How it happened I am still not sure but as we walked we were herded into a faster corral than planned. Not to worry…we would be starting sooner thus…finishing sooner! We met some other runners we knew, chatted and waited for the gun to go off….and then we were off and running.
I am not a fan of the first part of the course. We run through the dark tunnel of McCormick Place. It is filled with bumps and holes and uneven pavement. I am always afraid I am going to fall thus I go more slowly in this area. It is scary to run in the dark! Once we exit the tunnel the course opens and we have a beautiful view of the lake and Lake Shore Drive. About mile 4 I had some water and an orange AcelGel. I love that stuff! We ran south until about mile 5 and then turned around and ran the Lake Front Path on the return. This is a much narrower part of the course but the the runners have thinned out and it is a tad bit easier to maneuver. This is one of my favorite parts as I have the Lake on my right shoulder and the city in front of me. I was feeling good and running well at this point. I had lost my running buddies and, in hindsight, this was a good thing for all of us. We could each run our own race.
I was unsure what to expect as far as time goes for this race and was just hoping to finish. Meeting my PR seemed impossible with my lack of training so my goal was to have fun, run well and FINISH. Forward was my pace….I think I looked at my Garmin once but was so confused I gave up trying to figure it out.
At mile 7 there was water and a DJ. As I got closer I heard Francesca Batistelli’s song, “It’s Your Life”. This is my ringback on my phone and a sort of anthem for me. It is not a common song that people listen to…so I was shocked to hear it. As I ran up to the DJ I asked if this was his choice of music and he said yes! I hugged him and told him thanks. One of my Sole Sisters has said that she thinks I need to hug at least one person during each race and I think she is right. I get so much from those moments! That song was just what I needed to hear at that moment. I was starting to doubt myself and my ability to finish. I was walking more now than running and I was tired.
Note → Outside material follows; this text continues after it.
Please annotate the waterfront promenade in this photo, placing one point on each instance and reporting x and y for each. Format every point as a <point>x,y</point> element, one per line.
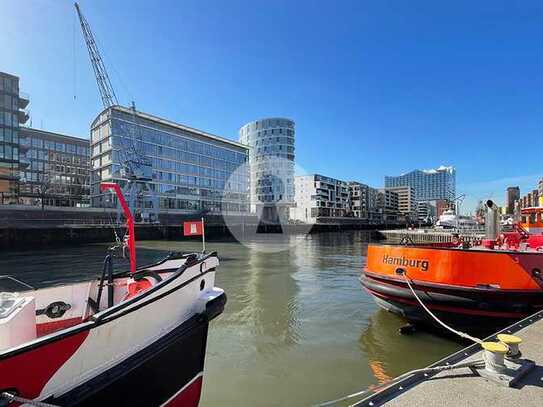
<point>461,387</point>
<point>24,225</point>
I figured I had come this far and only had 3 miles to go…I had to finish. I could finish. Running around the back of McCormick place the crowds start to increase and the momentum really picks up. I was going to leave it all on the course today. I was not going down without a fight today. Leaving the path and heading onto the street then into the parking tunnel was just the motivation I needed. I knew I was almost there. I ran out of the tunnel and was tempted to stop and take a picture but changed my mind. I wanted the finish. I kicked in to high gear and raced towards the finish line and crossed it with a little twirl, a curtsy and a huge smile. I looked down at the Garmin and saw my time. It was faster than I thought but then again, I am still learning how to use it so I was not sure if it was right.
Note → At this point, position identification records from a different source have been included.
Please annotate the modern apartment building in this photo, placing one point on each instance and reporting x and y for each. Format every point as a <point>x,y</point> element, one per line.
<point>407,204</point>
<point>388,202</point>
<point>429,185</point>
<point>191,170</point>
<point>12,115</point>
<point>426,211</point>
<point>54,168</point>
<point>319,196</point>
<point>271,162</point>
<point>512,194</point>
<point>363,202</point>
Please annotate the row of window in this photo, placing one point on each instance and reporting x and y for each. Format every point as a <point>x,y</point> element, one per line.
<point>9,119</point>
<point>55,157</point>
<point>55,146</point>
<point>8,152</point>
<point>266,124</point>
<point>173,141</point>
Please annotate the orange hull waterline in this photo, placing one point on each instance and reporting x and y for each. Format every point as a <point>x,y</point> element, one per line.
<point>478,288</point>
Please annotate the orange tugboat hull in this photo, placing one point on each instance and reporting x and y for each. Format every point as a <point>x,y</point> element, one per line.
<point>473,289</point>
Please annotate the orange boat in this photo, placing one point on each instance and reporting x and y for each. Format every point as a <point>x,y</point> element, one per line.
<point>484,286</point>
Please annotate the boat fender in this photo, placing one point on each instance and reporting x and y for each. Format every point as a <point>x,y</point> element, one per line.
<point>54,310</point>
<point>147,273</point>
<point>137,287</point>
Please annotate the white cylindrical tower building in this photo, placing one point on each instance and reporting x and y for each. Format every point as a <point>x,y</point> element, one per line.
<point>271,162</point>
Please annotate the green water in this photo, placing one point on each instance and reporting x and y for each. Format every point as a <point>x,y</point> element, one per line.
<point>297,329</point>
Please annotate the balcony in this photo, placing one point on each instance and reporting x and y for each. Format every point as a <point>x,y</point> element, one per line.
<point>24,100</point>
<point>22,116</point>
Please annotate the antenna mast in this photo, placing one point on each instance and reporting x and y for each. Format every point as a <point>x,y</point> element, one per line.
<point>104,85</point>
I caught my breath, took a few pics and soon my running buddies were by my side. We got some water and headed towards the BLING!!
giving us our medals were active duty service members. As the young man put the medal around my neck and said, “Congratulations! You are amazing!” I started to cry. I was not amazing…he was. I was no hero…he was. I didn’t deserve a medal…he did. It was a moment, and a young man, I will not soon forget.
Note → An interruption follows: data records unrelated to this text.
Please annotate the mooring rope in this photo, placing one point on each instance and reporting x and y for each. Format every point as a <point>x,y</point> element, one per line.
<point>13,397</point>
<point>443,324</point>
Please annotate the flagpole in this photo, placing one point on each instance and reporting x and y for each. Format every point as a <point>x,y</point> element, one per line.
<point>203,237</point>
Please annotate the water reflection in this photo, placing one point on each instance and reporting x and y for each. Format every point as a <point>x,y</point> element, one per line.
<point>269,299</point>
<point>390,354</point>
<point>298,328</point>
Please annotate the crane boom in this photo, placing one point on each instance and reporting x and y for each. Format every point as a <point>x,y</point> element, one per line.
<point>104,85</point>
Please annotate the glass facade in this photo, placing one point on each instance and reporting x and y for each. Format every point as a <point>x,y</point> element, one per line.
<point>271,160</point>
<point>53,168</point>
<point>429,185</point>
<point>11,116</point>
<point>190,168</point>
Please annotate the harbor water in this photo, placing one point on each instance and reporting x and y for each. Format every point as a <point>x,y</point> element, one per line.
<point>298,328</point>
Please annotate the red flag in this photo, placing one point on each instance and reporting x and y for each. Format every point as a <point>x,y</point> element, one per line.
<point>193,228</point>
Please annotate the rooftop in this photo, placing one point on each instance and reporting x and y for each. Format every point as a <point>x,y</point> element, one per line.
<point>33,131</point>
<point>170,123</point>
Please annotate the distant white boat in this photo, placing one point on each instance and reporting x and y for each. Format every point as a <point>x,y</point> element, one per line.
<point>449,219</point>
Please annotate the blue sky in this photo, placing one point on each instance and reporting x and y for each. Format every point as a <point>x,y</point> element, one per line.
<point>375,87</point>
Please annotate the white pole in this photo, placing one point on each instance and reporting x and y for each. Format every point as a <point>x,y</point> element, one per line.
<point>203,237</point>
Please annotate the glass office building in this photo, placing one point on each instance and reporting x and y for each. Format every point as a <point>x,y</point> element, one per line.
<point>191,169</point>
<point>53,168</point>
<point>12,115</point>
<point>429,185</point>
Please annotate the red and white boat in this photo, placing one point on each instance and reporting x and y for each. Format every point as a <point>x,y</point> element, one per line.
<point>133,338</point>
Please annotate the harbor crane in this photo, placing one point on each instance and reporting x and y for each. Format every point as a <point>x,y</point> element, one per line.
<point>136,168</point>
When we arrived home, I checked my time. I had PRed by 3 whole minutes!! Not seconds…MINUTES! WOW! What a shock and surprise. However, the PR paled in comparison to the moment that young man gave me my medal. I am forever grateful to him and others like him for their service to our country. I am forever grateful to those who have fought and died to protect all I hold dear. I am forever grateful to those who have more courage than I every day…they are the heroes They deserve the medals.